Alexander Payne’s sci-fi satire explores a revolutionary method of shrinking people to minuscule size in order to combat overcrowding on Earth.
The procedure known as ‘downsizing’ also allows those on meagre incomes to live like royalty in their tiny towns.
A college reunion brings Paul and Audrey face-to-face with their old classmates who have been “smalled”. The five inch family live in a luxury community named Leisureland. Their dollars go so much further than they ever could in the regular world, allowing them to live like rich retirees while they are still young enough to enjoy it.
That’s the moment that changes everything. Paul and Audrey pack their bags, say their goodbyes and head off to be shrunk, ready to start their news lives, leaving their burdens behind.

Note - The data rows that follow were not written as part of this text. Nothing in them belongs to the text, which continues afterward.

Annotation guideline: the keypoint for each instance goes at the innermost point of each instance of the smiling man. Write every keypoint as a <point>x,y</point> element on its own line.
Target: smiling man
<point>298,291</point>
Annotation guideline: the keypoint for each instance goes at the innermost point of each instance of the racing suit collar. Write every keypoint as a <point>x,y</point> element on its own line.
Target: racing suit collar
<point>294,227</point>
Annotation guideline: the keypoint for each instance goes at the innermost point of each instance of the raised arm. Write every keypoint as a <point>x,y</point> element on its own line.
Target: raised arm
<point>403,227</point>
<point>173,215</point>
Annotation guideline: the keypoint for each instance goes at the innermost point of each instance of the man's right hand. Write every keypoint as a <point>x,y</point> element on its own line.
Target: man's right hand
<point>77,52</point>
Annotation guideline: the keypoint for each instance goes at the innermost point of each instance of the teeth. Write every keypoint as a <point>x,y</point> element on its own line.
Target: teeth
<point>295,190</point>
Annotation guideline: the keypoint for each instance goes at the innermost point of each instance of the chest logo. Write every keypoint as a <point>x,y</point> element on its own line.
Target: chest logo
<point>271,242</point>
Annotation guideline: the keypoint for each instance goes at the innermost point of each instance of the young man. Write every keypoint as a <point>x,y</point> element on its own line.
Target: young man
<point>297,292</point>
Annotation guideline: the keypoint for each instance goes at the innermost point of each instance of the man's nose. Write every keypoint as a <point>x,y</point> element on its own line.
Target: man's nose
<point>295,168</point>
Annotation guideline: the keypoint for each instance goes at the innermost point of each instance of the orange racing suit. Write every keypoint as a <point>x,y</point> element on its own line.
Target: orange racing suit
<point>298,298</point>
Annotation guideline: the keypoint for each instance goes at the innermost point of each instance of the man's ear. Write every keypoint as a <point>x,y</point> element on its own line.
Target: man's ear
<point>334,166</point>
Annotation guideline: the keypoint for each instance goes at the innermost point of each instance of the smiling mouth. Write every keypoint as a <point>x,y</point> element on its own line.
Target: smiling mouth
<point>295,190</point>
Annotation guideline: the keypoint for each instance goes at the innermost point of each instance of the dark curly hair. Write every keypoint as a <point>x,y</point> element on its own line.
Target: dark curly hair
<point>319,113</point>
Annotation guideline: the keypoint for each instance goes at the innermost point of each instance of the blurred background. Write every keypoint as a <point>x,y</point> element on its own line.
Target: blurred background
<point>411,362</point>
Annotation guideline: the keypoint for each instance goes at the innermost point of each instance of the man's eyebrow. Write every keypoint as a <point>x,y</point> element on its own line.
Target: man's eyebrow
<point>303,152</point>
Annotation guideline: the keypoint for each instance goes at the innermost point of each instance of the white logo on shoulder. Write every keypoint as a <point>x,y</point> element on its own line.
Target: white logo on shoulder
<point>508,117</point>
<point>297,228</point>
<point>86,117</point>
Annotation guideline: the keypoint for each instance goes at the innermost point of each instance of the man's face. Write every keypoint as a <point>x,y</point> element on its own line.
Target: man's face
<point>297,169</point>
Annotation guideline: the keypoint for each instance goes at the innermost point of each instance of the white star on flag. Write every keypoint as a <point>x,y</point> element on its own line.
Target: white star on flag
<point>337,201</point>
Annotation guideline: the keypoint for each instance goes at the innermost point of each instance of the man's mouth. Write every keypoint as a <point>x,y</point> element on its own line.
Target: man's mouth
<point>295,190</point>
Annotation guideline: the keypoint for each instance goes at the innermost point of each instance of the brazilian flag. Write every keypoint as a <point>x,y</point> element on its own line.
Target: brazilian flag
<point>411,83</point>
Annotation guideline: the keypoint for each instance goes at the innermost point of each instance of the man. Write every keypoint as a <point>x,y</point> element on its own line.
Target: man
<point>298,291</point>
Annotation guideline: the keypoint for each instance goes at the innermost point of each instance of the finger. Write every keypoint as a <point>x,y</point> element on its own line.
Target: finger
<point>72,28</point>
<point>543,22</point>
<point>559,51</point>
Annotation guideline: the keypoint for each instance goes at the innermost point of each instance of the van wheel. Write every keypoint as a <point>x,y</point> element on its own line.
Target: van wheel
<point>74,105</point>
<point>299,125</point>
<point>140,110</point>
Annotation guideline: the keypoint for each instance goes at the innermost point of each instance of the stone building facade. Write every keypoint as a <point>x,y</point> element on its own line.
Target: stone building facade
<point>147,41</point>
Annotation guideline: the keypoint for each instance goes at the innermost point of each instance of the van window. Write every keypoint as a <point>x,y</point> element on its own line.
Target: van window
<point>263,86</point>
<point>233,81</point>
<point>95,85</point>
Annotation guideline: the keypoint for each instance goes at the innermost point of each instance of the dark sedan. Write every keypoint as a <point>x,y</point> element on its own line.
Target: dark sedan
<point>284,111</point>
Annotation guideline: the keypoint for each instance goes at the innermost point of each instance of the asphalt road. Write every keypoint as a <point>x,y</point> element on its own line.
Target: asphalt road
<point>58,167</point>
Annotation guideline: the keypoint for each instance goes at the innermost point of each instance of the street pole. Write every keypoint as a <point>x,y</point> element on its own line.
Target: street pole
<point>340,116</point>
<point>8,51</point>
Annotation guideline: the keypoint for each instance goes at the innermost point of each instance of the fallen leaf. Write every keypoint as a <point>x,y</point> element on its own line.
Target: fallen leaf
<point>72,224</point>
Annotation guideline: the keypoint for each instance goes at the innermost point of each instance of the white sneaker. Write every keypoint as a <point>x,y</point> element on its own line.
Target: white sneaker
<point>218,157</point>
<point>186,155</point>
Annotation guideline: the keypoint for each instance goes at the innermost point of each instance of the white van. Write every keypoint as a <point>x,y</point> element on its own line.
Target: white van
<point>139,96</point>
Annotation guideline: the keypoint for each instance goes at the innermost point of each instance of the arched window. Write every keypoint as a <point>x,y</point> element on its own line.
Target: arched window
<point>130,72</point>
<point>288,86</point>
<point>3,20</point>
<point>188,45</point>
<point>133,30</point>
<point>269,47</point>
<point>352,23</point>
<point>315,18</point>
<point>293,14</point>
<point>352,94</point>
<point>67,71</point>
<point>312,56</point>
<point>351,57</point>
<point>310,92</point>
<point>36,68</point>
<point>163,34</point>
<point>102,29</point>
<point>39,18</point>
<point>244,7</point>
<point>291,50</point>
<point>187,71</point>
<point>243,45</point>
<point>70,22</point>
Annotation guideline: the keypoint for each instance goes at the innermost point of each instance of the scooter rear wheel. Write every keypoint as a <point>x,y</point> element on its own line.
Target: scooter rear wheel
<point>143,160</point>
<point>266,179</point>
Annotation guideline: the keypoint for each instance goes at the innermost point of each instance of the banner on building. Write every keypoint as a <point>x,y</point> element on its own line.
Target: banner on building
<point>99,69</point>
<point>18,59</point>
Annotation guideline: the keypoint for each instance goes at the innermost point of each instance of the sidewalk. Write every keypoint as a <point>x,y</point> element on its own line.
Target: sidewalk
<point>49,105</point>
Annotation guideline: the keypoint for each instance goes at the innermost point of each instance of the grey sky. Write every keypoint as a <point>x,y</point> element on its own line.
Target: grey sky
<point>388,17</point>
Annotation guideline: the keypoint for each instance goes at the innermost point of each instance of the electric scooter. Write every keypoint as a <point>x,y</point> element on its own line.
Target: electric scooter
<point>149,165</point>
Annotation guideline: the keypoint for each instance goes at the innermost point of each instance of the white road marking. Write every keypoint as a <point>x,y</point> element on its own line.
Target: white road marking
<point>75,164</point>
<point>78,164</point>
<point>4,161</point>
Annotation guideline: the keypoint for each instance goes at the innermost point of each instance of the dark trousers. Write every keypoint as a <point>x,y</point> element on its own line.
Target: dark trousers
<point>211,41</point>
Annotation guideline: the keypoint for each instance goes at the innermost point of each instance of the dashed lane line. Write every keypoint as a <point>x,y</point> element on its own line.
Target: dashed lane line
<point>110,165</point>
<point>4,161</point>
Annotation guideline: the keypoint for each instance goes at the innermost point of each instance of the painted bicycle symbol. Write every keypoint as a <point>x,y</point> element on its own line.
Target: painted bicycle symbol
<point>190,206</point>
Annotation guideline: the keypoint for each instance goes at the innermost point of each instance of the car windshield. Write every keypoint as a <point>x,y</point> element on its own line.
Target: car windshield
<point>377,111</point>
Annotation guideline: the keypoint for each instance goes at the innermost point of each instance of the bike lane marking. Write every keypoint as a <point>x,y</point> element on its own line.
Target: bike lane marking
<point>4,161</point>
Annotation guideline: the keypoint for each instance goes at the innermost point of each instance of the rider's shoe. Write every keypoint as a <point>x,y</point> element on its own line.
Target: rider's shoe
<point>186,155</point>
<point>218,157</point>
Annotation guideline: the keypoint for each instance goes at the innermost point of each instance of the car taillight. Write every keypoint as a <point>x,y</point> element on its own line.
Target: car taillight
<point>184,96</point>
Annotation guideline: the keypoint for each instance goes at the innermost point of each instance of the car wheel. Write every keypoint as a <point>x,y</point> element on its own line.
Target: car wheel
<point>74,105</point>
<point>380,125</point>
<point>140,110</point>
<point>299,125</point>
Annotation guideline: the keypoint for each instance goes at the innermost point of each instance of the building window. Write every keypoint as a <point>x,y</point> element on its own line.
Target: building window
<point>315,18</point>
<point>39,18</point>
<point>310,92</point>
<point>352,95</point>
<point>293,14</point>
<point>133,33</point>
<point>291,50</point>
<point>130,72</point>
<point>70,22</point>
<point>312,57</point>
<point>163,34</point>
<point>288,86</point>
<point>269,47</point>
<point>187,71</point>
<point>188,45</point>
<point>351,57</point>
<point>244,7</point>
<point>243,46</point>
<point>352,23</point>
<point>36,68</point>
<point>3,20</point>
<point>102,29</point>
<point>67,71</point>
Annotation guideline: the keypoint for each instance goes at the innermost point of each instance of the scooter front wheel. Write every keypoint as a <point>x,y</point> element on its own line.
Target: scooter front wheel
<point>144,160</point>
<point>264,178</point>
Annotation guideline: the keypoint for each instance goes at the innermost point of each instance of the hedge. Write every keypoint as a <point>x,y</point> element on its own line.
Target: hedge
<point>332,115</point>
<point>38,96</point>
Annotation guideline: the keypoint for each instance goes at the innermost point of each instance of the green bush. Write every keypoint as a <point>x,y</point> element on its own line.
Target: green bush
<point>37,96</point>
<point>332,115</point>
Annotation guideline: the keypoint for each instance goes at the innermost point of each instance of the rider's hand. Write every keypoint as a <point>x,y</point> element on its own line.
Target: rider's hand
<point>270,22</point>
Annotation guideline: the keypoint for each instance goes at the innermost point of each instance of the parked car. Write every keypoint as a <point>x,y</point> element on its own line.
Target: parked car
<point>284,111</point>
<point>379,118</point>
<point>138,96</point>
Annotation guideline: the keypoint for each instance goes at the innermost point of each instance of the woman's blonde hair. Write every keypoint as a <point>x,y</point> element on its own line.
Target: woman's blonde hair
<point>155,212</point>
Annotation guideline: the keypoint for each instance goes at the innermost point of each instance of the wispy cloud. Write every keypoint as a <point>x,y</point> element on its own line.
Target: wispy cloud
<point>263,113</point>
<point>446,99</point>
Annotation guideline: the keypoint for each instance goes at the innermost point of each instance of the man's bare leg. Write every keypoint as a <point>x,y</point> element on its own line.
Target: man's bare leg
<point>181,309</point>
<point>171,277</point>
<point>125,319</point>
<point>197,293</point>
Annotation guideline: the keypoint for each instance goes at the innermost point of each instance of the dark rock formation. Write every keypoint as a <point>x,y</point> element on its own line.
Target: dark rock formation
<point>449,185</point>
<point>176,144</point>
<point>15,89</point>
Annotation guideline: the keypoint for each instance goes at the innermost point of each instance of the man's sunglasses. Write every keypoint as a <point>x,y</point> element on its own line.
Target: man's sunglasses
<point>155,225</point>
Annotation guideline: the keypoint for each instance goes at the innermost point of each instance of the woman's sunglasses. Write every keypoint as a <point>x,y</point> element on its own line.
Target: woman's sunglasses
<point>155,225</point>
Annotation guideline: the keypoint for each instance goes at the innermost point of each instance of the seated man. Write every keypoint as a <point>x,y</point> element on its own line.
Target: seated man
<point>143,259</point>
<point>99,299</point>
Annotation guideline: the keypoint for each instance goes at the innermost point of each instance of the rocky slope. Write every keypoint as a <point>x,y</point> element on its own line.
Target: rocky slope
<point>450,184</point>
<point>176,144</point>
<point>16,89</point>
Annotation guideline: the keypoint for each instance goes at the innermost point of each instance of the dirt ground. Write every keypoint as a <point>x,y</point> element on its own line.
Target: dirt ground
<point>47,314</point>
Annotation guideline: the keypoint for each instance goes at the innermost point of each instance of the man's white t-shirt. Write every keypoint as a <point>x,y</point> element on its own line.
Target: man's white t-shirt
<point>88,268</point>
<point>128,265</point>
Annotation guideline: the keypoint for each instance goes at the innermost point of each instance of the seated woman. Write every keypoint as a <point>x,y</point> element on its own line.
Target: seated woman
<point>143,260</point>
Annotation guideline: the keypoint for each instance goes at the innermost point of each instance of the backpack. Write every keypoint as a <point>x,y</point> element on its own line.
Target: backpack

The scientific process is as intriguing as the preparation for the procedure, shaved within an inch of their lives the couple are set to leave the “big world” forever.
A plot twist around the 50 minute mark deflates any energy the movie has built up by this point. The movie permanently shifts focus to the little world and in doing so, normalises it. The comic comparison of the two worlds is lost forever.
We stay in the miniaturisation world while Paul discovers that Leisureland isn’t what it claims to be, and that the same issues that plague the big world have seeped into this one.
Paul’s neighbour Dusan (Christoph Waltz) is capitalising on the greed culture that is rife in Leisureland. In partnership with his ‘big’ brother he imports luxury items like cigars and alcohol from the big world for a not to tiny profit.
Dusan lives a party boy lifestyle. His soirees are the talk of the town. It’s left to poor immigrants who lived in shanty towns to clean up his mess. That’s how Paul comes to meet Ngoc Lan Tran (Hong Chau), a straight-talking Vietnamese immigrant.
The movie then shifts focus to the living conditions of these poor people, and then later the first community ever to be “smalled”.
Downsizing has been described as a mini masterpiece, but in reality, it’s a mini catastrophe.
The premise of the movie sounds cool. I mean who wouldn’t want to be a real-life borrower living the life of a billionaire for mere peanuts?
The plot is as confused as it is long. There’s a serious identity crisis going on here. What starts off as a black comedy sci-fi, soon turns into a drama and then all out gag-fest.
The South Park-esque comedy towards the end leaves you wondering what exactly this movie is about. Chau’s character has been highlighted as a racist stereotype and it’s hard to disagree.
Downsizing had the potential to be great, to explore a really cool concept, but instead it reverts to theme changes and cheap gags to get by. The end result is a rather underwhelming experience.